For IM administration, Ceftazidime can be diluted with 0.5% or 1% lidocaine hydrochloride solution. Both components remain active when Ceftazidime is added to the following solutions (ceftazidime concentration 4 mg/ml): hydrocortisone (hydrocortisone sodium phosphate) 1 mg/ml in sodium chloride 0.9% solution or dextrose 5% solution; cefuroxime (cefuroxime sodium) 3 mg/ml in sodium chloride 0.9% solution; cloxacillin (cloxacillin sodium) 4 mg/ml in sodium chloride 0.9% solution; potassium chloride 10 mEq/L or 40 mEq/L in sodium chloride 0.9% solution.

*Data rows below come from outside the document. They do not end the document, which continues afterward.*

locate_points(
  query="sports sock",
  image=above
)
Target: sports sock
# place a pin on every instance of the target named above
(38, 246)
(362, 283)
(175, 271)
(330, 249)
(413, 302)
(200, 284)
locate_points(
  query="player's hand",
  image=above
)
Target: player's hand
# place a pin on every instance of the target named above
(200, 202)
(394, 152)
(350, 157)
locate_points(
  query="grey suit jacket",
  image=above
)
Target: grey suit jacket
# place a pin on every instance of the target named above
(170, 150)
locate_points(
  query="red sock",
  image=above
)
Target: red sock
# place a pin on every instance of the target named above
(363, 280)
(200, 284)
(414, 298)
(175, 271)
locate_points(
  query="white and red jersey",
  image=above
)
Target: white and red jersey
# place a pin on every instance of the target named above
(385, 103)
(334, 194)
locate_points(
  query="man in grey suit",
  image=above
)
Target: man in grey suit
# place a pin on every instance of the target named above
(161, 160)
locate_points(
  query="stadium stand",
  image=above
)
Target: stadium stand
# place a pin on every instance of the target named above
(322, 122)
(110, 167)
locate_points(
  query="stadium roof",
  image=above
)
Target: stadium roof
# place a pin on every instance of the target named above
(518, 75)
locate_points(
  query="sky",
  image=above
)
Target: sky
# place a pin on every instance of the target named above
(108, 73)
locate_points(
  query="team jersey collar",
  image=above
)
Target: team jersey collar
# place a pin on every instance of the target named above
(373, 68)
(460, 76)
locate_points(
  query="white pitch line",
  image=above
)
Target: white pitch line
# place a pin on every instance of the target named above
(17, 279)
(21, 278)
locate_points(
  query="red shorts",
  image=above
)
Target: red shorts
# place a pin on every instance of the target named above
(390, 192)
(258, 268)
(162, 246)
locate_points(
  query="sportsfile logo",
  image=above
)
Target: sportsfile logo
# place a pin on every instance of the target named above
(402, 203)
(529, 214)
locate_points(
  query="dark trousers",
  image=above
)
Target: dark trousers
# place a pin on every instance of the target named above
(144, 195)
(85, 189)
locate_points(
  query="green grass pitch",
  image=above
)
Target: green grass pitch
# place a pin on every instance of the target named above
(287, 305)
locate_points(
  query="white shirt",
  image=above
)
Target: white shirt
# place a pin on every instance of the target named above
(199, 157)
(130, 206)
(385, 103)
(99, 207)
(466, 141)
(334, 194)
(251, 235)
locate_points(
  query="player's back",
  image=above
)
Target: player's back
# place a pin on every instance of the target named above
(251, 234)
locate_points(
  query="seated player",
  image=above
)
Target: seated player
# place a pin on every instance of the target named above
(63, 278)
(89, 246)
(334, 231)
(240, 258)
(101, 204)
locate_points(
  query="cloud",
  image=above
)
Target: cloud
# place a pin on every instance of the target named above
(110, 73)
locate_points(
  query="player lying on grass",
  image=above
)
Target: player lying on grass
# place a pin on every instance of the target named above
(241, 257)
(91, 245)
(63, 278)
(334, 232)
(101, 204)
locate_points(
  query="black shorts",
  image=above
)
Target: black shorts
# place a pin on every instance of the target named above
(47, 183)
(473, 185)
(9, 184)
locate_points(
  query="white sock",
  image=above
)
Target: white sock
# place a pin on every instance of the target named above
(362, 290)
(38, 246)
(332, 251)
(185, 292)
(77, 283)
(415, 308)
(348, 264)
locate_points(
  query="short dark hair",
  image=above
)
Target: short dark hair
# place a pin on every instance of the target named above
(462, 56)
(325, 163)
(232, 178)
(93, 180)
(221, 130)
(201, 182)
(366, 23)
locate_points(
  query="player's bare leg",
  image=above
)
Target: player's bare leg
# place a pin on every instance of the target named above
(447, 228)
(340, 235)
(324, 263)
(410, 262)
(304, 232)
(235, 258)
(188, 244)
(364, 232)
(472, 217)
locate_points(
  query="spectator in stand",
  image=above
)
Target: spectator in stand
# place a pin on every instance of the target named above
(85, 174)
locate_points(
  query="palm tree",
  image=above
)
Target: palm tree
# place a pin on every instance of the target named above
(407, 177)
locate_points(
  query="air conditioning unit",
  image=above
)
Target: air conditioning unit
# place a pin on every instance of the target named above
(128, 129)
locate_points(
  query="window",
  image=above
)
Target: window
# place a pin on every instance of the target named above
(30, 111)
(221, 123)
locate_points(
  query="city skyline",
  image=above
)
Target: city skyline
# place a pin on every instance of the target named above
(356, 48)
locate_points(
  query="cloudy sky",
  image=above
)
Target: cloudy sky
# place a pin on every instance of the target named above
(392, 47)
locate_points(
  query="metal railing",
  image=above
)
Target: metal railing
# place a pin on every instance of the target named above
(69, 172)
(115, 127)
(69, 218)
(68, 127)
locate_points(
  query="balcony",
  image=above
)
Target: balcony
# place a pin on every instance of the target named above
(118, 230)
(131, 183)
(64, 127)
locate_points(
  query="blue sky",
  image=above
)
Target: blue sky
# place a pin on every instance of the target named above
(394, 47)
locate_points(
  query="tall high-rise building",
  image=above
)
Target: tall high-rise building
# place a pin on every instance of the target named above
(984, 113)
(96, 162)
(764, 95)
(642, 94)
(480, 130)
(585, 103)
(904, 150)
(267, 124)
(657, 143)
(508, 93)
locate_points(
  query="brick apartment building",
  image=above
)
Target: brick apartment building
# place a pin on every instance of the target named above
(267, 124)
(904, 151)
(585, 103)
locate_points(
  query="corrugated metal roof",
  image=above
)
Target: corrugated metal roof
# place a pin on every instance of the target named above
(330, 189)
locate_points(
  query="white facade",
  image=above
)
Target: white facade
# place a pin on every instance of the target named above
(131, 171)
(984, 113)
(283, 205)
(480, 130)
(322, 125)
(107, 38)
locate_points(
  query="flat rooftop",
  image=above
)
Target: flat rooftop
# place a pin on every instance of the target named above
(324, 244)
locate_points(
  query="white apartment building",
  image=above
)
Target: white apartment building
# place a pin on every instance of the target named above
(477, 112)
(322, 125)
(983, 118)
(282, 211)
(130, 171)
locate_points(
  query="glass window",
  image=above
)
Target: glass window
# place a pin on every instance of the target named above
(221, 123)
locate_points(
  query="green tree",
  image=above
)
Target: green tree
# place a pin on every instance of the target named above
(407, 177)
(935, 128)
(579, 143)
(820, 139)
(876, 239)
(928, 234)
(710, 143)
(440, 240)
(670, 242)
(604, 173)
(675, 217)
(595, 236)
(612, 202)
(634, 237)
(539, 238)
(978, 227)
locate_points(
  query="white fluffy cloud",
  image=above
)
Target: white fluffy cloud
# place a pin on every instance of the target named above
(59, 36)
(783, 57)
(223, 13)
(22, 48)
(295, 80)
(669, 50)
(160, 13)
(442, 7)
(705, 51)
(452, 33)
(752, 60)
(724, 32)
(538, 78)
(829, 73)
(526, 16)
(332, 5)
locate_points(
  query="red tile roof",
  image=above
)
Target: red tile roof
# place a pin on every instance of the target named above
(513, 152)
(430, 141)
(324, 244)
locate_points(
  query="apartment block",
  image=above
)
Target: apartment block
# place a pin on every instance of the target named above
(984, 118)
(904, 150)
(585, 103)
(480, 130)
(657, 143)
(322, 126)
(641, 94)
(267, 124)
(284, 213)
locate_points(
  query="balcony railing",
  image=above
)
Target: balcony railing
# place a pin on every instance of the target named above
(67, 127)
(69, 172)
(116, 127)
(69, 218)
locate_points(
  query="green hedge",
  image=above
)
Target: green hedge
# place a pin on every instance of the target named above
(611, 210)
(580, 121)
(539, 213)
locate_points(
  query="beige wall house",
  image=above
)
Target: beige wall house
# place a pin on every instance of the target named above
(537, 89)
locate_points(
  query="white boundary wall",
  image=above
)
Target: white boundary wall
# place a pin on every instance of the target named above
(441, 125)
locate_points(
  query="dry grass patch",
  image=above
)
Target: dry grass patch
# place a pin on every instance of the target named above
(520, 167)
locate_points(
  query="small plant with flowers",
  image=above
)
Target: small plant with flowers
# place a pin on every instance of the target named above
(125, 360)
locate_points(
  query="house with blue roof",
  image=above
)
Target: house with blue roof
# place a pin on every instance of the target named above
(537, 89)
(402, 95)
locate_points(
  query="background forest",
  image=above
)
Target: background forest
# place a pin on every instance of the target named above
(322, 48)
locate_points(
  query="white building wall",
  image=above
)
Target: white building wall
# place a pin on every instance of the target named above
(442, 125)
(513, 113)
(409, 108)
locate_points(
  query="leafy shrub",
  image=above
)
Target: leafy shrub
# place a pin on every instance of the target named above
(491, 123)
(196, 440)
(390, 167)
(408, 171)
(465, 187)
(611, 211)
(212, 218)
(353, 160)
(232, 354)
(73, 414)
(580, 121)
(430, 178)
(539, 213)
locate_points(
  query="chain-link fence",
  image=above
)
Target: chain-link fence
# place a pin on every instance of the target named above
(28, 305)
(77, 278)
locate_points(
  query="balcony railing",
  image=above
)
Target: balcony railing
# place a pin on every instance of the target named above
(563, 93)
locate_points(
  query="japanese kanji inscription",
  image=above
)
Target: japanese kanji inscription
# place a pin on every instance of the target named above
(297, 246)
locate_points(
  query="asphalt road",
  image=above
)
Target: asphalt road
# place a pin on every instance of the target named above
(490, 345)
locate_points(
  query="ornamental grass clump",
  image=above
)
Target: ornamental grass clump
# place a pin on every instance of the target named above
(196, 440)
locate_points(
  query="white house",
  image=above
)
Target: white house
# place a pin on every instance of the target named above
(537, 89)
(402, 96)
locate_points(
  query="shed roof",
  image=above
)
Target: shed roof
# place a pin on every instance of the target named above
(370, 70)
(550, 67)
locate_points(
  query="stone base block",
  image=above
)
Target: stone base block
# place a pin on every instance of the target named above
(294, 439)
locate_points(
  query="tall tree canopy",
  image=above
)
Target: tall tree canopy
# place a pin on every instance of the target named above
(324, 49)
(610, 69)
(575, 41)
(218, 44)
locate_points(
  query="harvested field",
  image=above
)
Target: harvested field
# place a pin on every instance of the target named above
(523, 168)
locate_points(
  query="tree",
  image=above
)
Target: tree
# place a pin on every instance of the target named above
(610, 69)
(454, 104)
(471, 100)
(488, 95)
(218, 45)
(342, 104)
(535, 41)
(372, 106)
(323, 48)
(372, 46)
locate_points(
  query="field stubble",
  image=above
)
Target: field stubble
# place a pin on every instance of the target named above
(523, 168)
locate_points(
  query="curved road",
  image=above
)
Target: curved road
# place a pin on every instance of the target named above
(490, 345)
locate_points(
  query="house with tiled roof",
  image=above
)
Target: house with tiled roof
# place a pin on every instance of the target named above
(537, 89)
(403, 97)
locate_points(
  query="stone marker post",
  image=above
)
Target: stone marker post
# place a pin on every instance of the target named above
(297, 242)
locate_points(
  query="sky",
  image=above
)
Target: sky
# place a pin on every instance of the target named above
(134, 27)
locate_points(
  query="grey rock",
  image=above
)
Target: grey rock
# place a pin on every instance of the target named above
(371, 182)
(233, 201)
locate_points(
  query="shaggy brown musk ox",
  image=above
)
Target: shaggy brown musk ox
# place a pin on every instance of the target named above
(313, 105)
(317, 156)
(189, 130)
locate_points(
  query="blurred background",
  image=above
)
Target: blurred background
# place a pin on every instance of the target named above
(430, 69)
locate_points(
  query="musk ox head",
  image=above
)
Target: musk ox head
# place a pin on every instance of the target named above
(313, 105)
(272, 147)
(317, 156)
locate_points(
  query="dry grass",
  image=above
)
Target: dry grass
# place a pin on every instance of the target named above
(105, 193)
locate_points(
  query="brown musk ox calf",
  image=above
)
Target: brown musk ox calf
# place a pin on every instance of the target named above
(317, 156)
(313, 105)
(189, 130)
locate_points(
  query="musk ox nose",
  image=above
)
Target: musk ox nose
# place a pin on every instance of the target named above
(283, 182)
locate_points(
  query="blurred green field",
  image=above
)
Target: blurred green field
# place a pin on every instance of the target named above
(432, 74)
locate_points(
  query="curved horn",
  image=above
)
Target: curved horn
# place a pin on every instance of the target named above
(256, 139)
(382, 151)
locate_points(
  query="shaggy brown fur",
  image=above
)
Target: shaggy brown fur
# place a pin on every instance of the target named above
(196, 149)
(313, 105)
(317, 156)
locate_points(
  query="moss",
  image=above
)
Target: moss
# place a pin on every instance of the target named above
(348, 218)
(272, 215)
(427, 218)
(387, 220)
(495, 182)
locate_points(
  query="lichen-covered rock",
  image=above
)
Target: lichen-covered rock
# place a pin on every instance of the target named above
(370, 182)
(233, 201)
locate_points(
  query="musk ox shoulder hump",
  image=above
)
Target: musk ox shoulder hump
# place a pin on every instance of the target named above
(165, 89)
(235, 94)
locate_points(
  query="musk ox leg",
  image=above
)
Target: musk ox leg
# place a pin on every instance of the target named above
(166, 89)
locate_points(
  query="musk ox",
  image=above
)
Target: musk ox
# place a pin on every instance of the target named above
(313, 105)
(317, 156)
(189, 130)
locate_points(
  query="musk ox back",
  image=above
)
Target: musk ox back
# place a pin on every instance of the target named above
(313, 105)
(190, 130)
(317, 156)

When mixing a solution of ceftazidime (500 mg in 1.5 ml of water for injections) and metronidazole (500 mg/100 ml), both components retain their activity.

Storage Conditions

List B. The drug should be stored in a dry place, protected from light, out of the reach of children, at a temperature not exceeding 25°C (77°F).

Shelf Life

The shelf life is 2 years.

Dispensing Status

The drug is dispensed by prescription.

Important Safety Information

This information is for educational purposes only and does not replace professional medical advice. Always consult your doctor before use. Dosage and side effects may vary. Use only as prescribed.